Kaç evladın var

Ayşe,

Fatma,

Huriye,

Ali,

Veli,

Kani,

Sami,

Birde Rahmi!

Ne is yapıyorsun oğlum sen?

İsçiyim.

Oğlum 8 çocuk!

Allah verdi!

Nasıl bakıyorsun?

Allah rızıklarını veriyor!

Bizler

Hayır ve şer’i Allahtan biliriz.

Gaziantep’te AKP milletvekili

İrfan Çelikaslan tekstil fabrikasında

Haklarını alamadıkları için

Grev yapan isçileri

Zorla fabrikaya sokmaya kalkışınca;

Bir tek-sen sendika başkanı

Milletvekiline

"bu kadar para kazandın, isçiler

Sayesinde zengin oldun!” diye seslendi.

Milletvekili patron "zenginliğimi Allah verdi!

Diye çıkıştı.

Verince Allah, pamuk tarladan

Rüzgarda uça uça fabrikaya geldi.

Makinalar kendi kendine isledi,

İpliğe dönüştü, Ardından kumaşa!

Kesildi, biçildi satışa hazır hale geldi.

Amele toplamadı,

İsçi üretmedi,.

ALIN TERİ AKMADI!

Ben hiçbir din kitabında

Yaradan’ın;

“Ben ne verirsem zenginlere veririm!

Dediğine ait bir cümle okumadım.

Kaldı ki,

Allah isçinin hakkını ödemeyenler için

Peygamberimizin lisanıyla su uyarı yapmıştır.

"üç kişi vardır ki,

Kıyamet günü ben onların düşmanı olacağım.
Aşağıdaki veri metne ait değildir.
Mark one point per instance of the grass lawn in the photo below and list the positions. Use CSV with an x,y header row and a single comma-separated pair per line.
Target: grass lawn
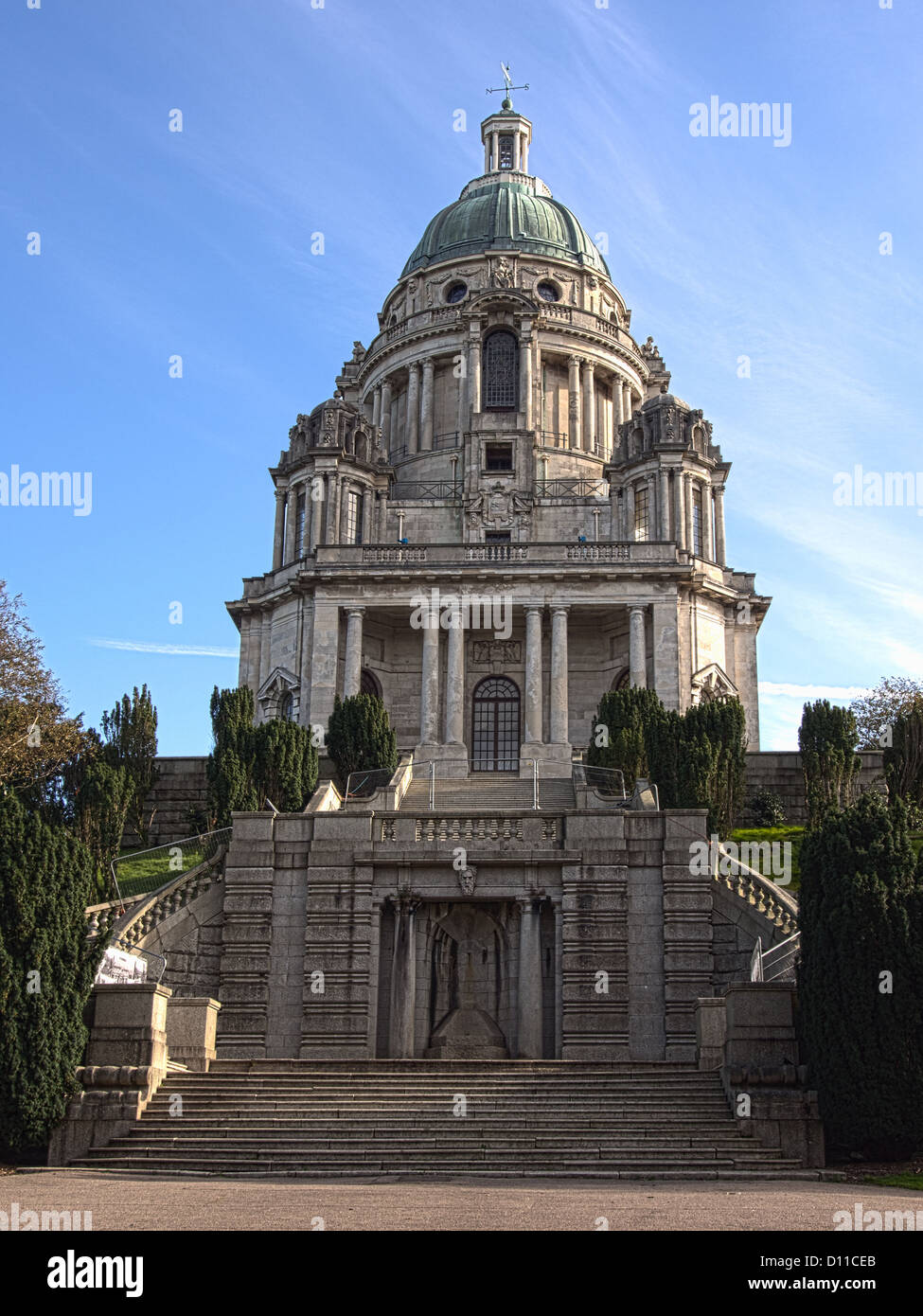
x,y
781,834
142,873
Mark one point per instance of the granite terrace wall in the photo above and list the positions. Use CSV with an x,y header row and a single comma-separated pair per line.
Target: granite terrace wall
x,y
781,772
181,785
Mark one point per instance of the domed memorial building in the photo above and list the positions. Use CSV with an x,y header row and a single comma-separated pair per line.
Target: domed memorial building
x,y
501,515
505,442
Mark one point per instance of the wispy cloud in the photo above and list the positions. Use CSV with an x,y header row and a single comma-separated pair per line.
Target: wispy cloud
x,y
142,647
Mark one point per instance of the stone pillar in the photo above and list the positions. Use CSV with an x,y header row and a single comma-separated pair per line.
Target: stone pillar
x,y
384,418
292,505
529,979
589,407
191,1029
533,675
430,685
265,647
353,667
427,405
403,977
707,530
637,649
279,528
525,392
414,408
244,665
474,368
324,651
680,492
720,546
454,687
575,400
559,691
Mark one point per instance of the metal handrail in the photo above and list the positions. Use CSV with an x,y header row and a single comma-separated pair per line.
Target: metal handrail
x,y
434,762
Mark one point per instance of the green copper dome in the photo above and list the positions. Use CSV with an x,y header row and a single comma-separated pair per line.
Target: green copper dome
x,y
506,218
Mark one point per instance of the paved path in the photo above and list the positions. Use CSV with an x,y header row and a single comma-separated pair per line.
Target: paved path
x,y
128,1201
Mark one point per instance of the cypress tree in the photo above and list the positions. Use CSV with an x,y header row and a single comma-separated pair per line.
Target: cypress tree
x,y
285,766
903,758
618,738
360,736
860,979
46,970
827,738
231,762
130,732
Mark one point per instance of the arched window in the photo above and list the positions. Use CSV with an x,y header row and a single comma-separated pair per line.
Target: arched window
x,y
369,684
495,725
499,385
-bir şey verip hilede bulunan.

-hür bir kişiyi satarak değerini yiyen.

-bir işçi tutup ücretini ödemeyen kimseler.

"onların has­mı bizzat benim.' buyurmuştur.

Yine Hz. Peygamber.

'İşçinin hakkını,

Alnının teri kurumadan veriniz.” derken de

Aynı noktaya işaret etmiştir.

Yaşamımda çok insan gördüm

Nasıl zenginleştiklerini en iyi bilenlerdenim!

Bunlar

Çok laf yalansız,

Çok mal haramsız! sözünü

Noktasına virgülüne kadar

Haklı çıkarmış kişilerdi.

Çaldıkça zenginleştiler,

Zenginleştikçe çaldılar.

Deve yükü günahları ile

Hac yollarına revan oldular!

Sanki orası yük boşaltma reyonuydu.

Hac’a gittiler

İsimlerinin önünü

Hacı sıfatıyla taçlandırdılar!

Samimi Müslümanları kandırdılar.

Hiç alın teri akıtmadan,

İsçilerin haklarını

Yiyerek zenginleşenler.

O gün geldiğinde hiç şüphesiz,

Amel defterlerindeki sevap fakirliğinden

Cehennem ateşi zengini olacaklar!

Siz siz olun

Kimsenin ahını almayın

Hele hele,

Sizin için çalışanların!

Bir âh,

Semâyı, Arş’ı sarsar,

Bir âh yıkar bu kâinâtı!

Bre kafirler siz hala onun

Mazlumun sesini duymayacak mı sanıyorsunuz?

Zenginlik verdiğine inanıyorsunuz  da,

Bela vermeyeceğine neden inanmıyorsunuz?